# Contest: write trailer music for Composers.Pro



## Flaneurette (May 15, 2017)

While we were busy working on our website, we decided to hire our low voice actor to make an official trailer introduction for our upcoming website https://www.composers.pro/invite (composers.pro.) And I thought... it would be fun to create a small contest! 

Anyone can join! the rules are simple:

https://www.composers.pro/promo/trailer-contest.zip (Download the voice-over files here), pick one voice-over, and write music beneath it.
Send the soloed music track back + a mix with the voice-over to the e-mail below, and indicate which voice-over you scored: 1 or 2.

Two winners will get a lifetime premium subscription (when we launch a premium service next to the free service) plus a honorable mention on the website.

So, ...are you up to the challenge? what can you do in 22 seconds? let's hear it!

E-mail your submission to:






Anonymous submissions (no honorable mention on the website) are also accepted. Registering is not required. Please indicate so in your submission e-mail.

The contest will run until June 15, 2017.


----------



## ReMoFuMu (May 16, 2017)

Flaneurette said:


> So, ...are you up to the challenge? what can you do in 22 seconds? let's hear it!







Your first voice-over is 22 seconds, the second maybe 18.
Is it possible to cut the narration files a little bit?
Do you have a maximum length of your trailer introduction in mind?
Maybe 30 seconds or longer?
I think, to create something useful for your upcoming website, it is
required, to set hitpoints.


----------



## Phryq (May 16, 2017)

Is your website like a Soundcloud for composers only?


----------



## Flaneurette (May 16, 2017)

ReMoFuMu said:


> Your first voice-over is 22 seconds, the second maybe 18.
> Is it possible to cut the narration files a little bit?
> Do you have a maximum length of your trailer introduction in mind?
> Maybe 30 seconds or longer?
> ...



There is no limitation. If you feel some parts need to be cut or extended, feel free to modify it.


----------



## Flaneurette (May 16, 2017)

Phryq said:


> Is your website like a Soundcloud for composers only?

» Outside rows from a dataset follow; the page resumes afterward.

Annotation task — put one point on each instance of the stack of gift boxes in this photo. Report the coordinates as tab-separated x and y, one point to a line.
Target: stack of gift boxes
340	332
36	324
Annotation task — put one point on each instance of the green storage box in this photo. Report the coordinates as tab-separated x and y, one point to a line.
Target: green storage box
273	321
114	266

Something similar yes. With the difference that the composers keep their ownership of the compositions and music that they post, and also better audio quality.


----------



## David Hall (May 16, 2017)

Flaneurette said:


> Send the soloed music track back + a mix with the voice-over to the e-mail below, and indicate which voice-over you scored: 1 or 2.

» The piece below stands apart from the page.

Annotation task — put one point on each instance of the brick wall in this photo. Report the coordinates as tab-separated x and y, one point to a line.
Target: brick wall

do you mean one solo track and plus one WITH the voice over mixed together?


----------



## Flaneurette (May 17, 2017)

David Hall said:


> do you mean one solo track and plus one WITH the voice over mixed together?

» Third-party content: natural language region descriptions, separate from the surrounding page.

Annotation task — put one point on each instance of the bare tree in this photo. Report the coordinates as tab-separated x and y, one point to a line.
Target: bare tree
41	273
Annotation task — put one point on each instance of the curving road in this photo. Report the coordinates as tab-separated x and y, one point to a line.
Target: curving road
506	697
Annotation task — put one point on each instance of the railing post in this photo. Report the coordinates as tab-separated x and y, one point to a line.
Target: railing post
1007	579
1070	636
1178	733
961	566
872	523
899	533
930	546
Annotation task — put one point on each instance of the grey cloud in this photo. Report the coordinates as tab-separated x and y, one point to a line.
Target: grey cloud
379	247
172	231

Hi David, yes exactly. The mix is for the jury, and the stem will be used to mix it ourselves.


----------



## IoannisGutevas (May 17, 2017)

Nice idea @Flaneurette  Im interested ! So there is no limitation in the length of the final track is and how we can cut and manipulate the voice over with the music right?


----------



## Flaneurette (May 18, 2017)

IoannisGutevas said:


> Nice idea @Flaneurette  Im interested ! So there is no limitation in the length of the final track is and how we can cut and manipulate the voice over with the music right?



Well, I would be very interested in what you can come up it! the trailer will be placed on the homepage, and I haven't got a fixed length for it. So if you want to go creative on it, that's fine with me.


----------



## Flaneurette (Jun 14, 2017)

Quick update:

The contest will end tomorrow. But I am going to extend the final date to Friday. So, one extra day to mail your composition!  (if you need the weekend too, let me know then I close it on Monday)

A lifetime premium membership is at stake... which when you break it down, will run in the hundreds of dollars. Also, your name will be prominent on the website. So if you want to take a shot, now is the time!

We've got a temp track on our site: https://www.composers.pro if you scroll down. It's just a temp page filler. But it can give an idea of what it's supposed to do!

The winner will be notified through e-mail next week. Note that, the premium membership will launch later this year, and will follow after the basic free accounts have been launched. Premium accounts are far more advanced.


----------



## IoannisGutevas (Jun 14, 2017)

Done, i sent it today !  Its a "bit more aggressive" though than the one you have in your temp track. Hope you like it anyway!


----------



## Flaneurette (Jun 14, 2017)

Thanks Ioannis! 

We currently have 11 participants so far, so there is a good chance of winning!


----------



## Sopris (Jun 15, 2017)

Just started working on something today, I'll send it tomorrow.


----------



## IoannisGutevas (Jun 29, 2017)

@Flaneurette Any news about the contest and the site?


----------



## Dear Villain (Jun 29, 2017)

IoannisGutevas said:


> @Flaneurette Any news about the contest and the site?



She said in Frederick thread that she was bailing out on the new site due to the lack of appreciation/hostility people were showing him, suggesting it was not worth it for her to continue developing her new site.

Glad I didn't waste my time putting something together for the trailer contest.


----------



## IoannisGutevas (Jun 29, 2017)

Dear Villain said:


> She said in Frederick thread that she was bailing out on the new site due to the lack of appreciation/hostility people were showing him, suggesting it was not worth it for her to continue developing her new site.
> 
> Glad I didn't waste my time putting something together for the trailer contest.



Really? Damn, he / she seemed like a good person, i didnt expect that. An email to us who put the effort or a notification would be nice. Oh well, time to upload my queue to BMI and put it on AudioJungle. 

Thanks for the info @Dear Villain


----------